On the debt, Bush inherited a surplus of $236 billion. This year there will be a projected $354 billion deficit. The national debt has grown by $3,500 billion ($3.5 trillion) during Bush's 7 years in office, an all-time record.

All this borrowing has contributed to the devaluation of the dollar. The Euro was worth $1.01 in 2001 and is worth $1.45 now. Gold was $319 an ounce then and is $892 per ounce now. Oil sold for $26 a barrel and is currently over $130. The average price of a gallon of gas has gone from $1.47 to $3.96. The annual trade deficit has gone up from $380 billion to $759 billion.

Have there been any benefits from this policy? Well, the overall economy (GDP) has grown by an average of 2.65% these past 7 years, though that is less than the average 4.09% growth during the eight years of the previous administration. The ruinous price increases and job losses have, of course, left most people worse off. But it has been very good for some. Productivity per worker has gone up by 18%. Corporate profits after tax have grown from $503.8 billion to $1,351.9 billion. The profits of the Standard & Poor's 500 top companies were 8.6% of GDP in 2006, a record high. The number of billionaires has increased from 186 to 415, and their combined wealth has quadrupled from $816 billion to $3.5 trillion. The top 1% of Americans have received cumulative tax cuts of $546 billion. For the biggest corporations and the wealthiest individuals, times have been good indeed.

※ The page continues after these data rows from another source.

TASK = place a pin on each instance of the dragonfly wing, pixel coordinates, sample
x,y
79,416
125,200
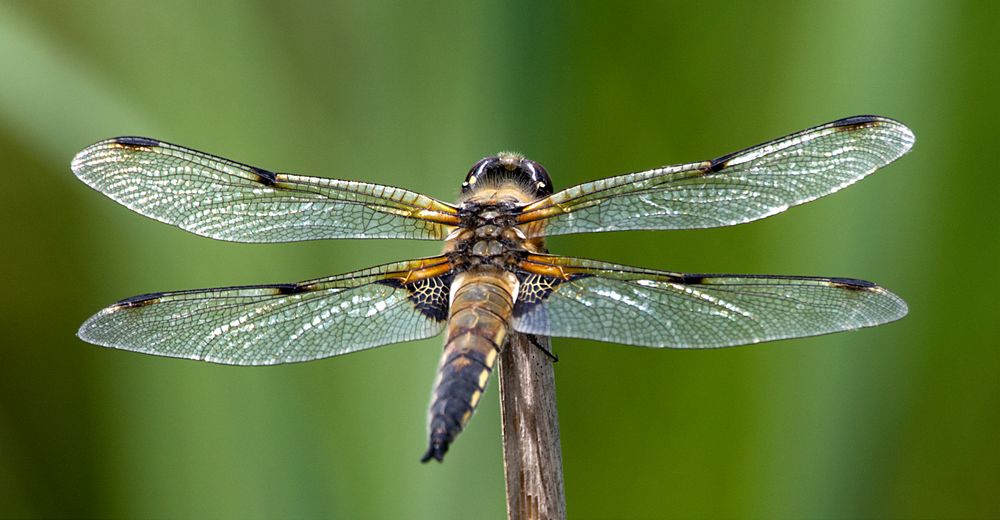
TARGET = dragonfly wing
x,y
733,189
226,200
620,304
272,324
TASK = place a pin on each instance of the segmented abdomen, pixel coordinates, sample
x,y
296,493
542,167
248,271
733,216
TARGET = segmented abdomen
x,y
481,305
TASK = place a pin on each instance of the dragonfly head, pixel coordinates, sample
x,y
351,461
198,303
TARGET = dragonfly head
x,y
507,168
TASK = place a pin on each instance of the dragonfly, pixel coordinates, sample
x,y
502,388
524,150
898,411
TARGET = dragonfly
x,y
495,276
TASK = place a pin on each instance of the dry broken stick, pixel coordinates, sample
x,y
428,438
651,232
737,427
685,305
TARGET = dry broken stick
x,y
531,451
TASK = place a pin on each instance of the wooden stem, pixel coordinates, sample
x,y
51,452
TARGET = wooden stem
x,y
532,457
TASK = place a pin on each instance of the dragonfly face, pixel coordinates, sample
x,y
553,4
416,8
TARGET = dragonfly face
x,y
494,276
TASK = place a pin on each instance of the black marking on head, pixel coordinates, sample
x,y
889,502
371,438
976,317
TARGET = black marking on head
x,y
265,177
139,301
852,284
136,142
429,295
509,168
853,123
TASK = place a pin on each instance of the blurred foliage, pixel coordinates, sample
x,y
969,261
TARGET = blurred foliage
x,y
898,421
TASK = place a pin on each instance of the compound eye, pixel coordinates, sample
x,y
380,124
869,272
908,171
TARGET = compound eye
x,y
476,172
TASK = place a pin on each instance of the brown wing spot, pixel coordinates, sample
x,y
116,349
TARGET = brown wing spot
x,y
849,124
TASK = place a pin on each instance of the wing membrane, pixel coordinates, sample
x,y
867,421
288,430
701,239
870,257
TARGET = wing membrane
x,y
271,324
620,304
736,188
226,200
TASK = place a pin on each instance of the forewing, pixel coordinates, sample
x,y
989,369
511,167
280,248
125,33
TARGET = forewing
x,y
226,200
736,188
272,324
620,304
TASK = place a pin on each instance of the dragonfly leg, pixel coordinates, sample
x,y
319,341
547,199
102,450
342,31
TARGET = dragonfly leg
x,y
534,341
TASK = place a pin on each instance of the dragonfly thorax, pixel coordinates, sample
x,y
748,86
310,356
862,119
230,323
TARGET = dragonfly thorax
x,y
489,236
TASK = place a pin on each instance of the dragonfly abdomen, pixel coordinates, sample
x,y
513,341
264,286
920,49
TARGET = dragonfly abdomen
x,y
481,307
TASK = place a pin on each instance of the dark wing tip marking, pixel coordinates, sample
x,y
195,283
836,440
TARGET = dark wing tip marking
x,y
848,124
852,284
291,288
136,142
265,177
716,165
688,279
138,301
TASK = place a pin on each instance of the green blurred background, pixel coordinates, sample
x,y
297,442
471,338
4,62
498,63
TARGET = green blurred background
x,y
898,421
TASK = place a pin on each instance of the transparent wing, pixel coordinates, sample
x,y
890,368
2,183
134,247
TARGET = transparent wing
x,y
271,324
226,200
619,304
736,188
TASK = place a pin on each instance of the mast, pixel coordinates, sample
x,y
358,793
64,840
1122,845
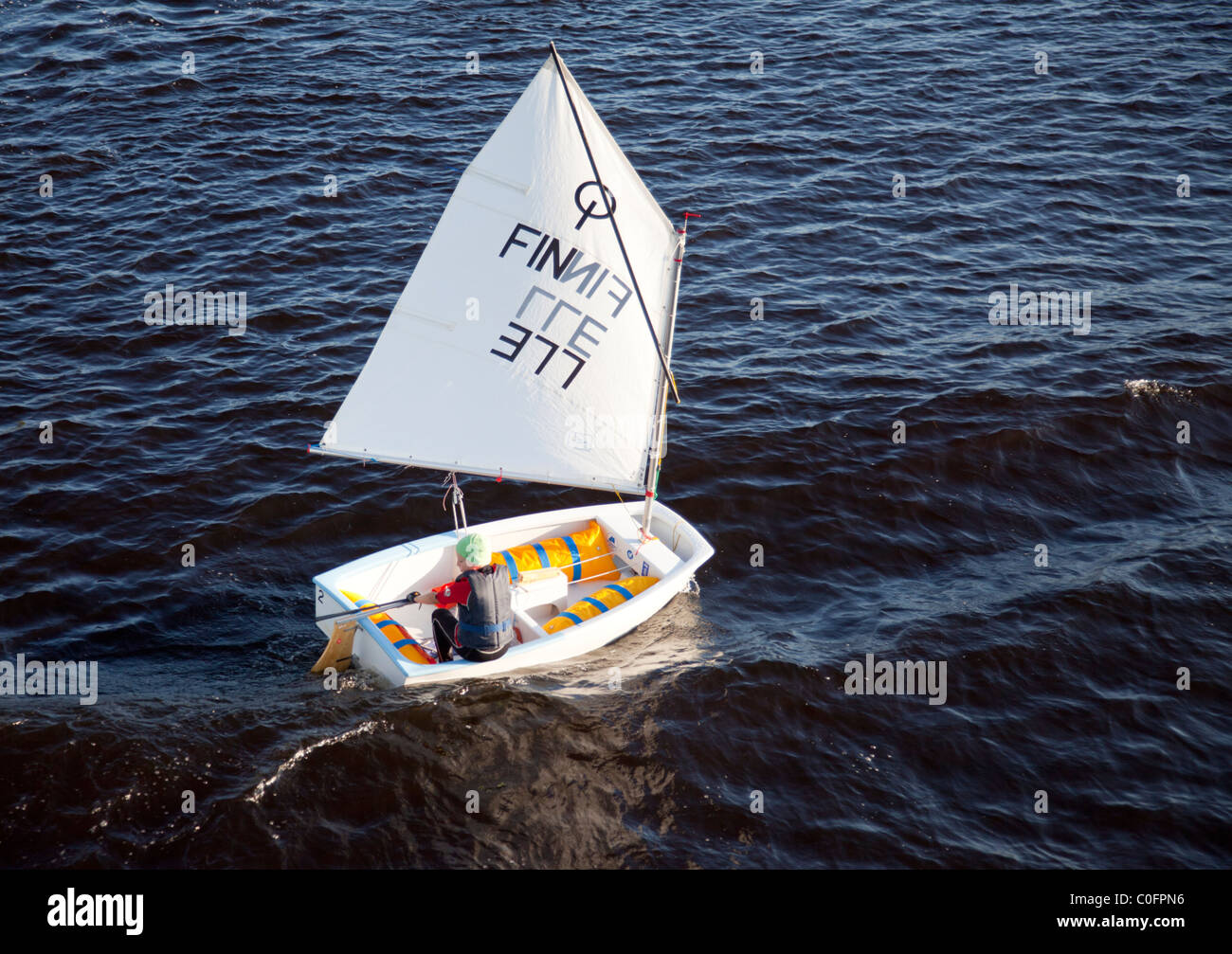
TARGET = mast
x,y
611,218
661,419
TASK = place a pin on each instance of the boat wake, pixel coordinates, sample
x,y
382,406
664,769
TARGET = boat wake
x,y
303,752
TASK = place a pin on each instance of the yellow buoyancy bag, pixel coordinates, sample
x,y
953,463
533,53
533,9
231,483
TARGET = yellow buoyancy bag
x,y
600,603
582,555
393,630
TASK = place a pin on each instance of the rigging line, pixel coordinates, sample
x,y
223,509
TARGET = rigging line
x,y
611,218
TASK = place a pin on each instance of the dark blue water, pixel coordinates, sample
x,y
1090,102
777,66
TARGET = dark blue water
x,y
1060,678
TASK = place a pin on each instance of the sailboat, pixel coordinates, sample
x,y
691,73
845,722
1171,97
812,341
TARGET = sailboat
x,y
533,342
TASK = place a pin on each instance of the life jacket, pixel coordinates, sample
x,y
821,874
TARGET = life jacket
x,y
485,621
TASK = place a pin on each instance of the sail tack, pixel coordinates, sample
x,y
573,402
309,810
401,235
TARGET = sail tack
x,y
517,348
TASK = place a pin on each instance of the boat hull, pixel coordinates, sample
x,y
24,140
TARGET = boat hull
x,y
430,562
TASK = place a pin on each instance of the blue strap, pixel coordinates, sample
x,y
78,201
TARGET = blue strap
x,y
485,628
577,558
595,603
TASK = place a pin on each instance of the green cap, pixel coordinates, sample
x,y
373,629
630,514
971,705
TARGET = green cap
x,y
473,550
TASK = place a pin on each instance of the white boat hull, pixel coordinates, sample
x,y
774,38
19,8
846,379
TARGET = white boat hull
x,y
426,563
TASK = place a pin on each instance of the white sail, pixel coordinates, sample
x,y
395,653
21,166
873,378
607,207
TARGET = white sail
x,y
518,348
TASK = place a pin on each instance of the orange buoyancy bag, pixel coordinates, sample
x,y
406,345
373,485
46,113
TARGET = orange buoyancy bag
x,y
600,603
393,630
582,555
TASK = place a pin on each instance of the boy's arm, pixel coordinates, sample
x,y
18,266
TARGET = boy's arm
x,y
447,595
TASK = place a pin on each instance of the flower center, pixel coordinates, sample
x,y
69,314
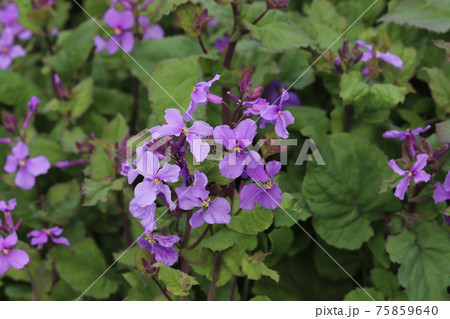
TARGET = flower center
x,y
268,185
205,203
150,240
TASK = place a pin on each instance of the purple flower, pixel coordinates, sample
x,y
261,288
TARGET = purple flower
x,y
408,135
10,257
154,176
200,96
9,51
274,114
199,129
27,169
216,211
442,191
236,140
222,43
417,173
388,57
161,247
9,18
66,164
268,195
273,92
41,237
150,31
121,22
146,214
33,104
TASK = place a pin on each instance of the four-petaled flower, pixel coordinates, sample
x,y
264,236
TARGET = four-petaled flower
x,y
161,247
27,169
121,22
268,195
200,96
199,129
10,257
442,191
216,211
41,237
417,173
236,140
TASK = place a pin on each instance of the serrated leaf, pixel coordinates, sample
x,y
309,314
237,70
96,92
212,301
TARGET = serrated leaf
x,y
424,255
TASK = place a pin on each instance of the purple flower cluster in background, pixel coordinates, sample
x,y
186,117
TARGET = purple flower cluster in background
x,y
162,162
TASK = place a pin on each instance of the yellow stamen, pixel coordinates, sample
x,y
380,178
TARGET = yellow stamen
x,y
205,203
268,185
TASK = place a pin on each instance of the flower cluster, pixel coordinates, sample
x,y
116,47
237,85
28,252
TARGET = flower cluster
x,y
10,30
122,24
424,157
164,165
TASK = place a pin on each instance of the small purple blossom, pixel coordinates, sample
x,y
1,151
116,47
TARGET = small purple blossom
x,y
200,96
121,22
27,168
154,176
417,173
236,140
10,257
9,51
153,32
388,57
41,237
442,191
275,114
216,211
199,129
161,247
268,195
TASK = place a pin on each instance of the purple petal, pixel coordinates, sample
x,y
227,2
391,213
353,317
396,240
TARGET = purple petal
x,y
20,151
38,165
11,164
401,188
145,193
218,212
24,179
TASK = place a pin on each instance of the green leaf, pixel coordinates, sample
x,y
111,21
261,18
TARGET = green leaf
x,y
254,268
116,130
209,167
276,31
177,282
251,222
440,87
81,265
74,48
178,77
223,240
343,195
432,15
424,255
81,98
16,90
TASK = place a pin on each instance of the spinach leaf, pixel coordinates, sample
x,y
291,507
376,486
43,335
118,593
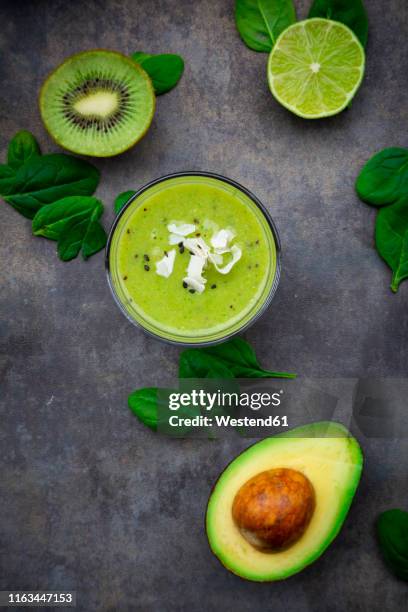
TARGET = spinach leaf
x,y
391,239
165,69
45,179
350,12
384,178
22,148
392,534
74,223
260,22
232,359
121,200
6,172
51,219
152,410
143,404
194,363
240,358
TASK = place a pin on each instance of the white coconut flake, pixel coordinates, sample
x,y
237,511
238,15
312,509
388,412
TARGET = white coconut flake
x,y
195,284
164,267
201,253
197,246
176,239
221,239
195,267
236,256
181,229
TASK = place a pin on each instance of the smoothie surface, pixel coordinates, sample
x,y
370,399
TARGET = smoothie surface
x,y
142,237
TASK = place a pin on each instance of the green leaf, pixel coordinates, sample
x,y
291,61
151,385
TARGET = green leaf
x,y
6,172
22,148
165,70
143,404
350,12
121,200
392,534
240,358
260,22
95,238
384,178
46,179
154,412
74,223
391,239
51,219
194,363
232,359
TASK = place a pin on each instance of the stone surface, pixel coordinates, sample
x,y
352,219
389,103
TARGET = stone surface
x,y
93,501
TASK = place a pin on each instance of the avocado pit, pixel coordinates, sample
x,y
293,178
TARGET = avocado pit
x,y
273,509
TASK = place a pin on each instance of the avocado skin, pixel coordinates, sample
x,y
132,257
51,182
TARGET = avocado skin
x,y
321,429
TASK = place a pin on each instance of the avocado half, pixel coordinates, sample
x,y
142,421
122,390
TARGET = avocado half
x,y
329,457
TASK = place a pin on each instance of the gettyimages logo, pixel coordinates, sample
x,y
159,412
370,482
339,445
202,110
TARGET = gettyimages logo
x,y
209,400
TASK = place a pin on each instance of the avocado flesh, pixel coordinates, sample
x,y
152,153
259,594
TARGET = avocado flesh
x,y
331,459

How about for regular working folks? Well, the median household income has fallen from $49,158 to $48,201. We have lost 3.1 million manufacturing jobs. The official unemployment rate has gone from 3.5% to 5%, an increase of 2.1 million people. The percentage including those discouraged and no longer seeking work and those underemployed (the real unemployment rate), has grown from 6.3% to 9%. Consumer credit debt has gone from $7.65 trillion to $12.8 trillion, home foreclosures are up 68% and the savings rate has fallen from +2.3% to -0.5%.

In addition, there are 46.9 million Americans without health insurance, an increase of 8.5 million. The average cost of family health insurance has gone from $6,230 to $12,106 a year. The average cost per year at a 4-year public university has gone up $4,600 to $13,000 and at a private university has risen $7000 to $29,000. The maximum Pell Grant now leaves a student $8,746 short of covering public university costs. These factors have resulted in a 75% increase in the average debt a graduate leaves school with, which now stands at $21,000.

I regret deluging you with all these figures. It may have seemed a bit tedious going through them all. But seeing them in print may provide a tangible picture for what you have probably been feeling in your gut. Giving more money to the top few percent and cutting services to everyone else has not resulted in general improvement for the American people. It has instead resulted in an enormous accumulation of wealth at the top, a steady worsening of conditions for the overwhelming majority and has left the nation awash in debt. These are the same results produced when the supply side theory was applied in the 1980s. You might want to keep this in mind when considering how to cast your vote this November. I know I will.

1 comment:

jeff said...

A devastating legacy is left for the Obama Administration. There is a huge need to invest in an energy policy that can bring significant independence, education and infrastructure that will return us to national competitiveness, and health care to protect everyone. Add to this list the hardly incidental costs of caring for our veterans, retooling the military, and supporting the retiring baby boomers. Any one of the above means huge investments. Having squandered our wealth, the big concern I have is, can we really afford to do the things that we can't afford not to do?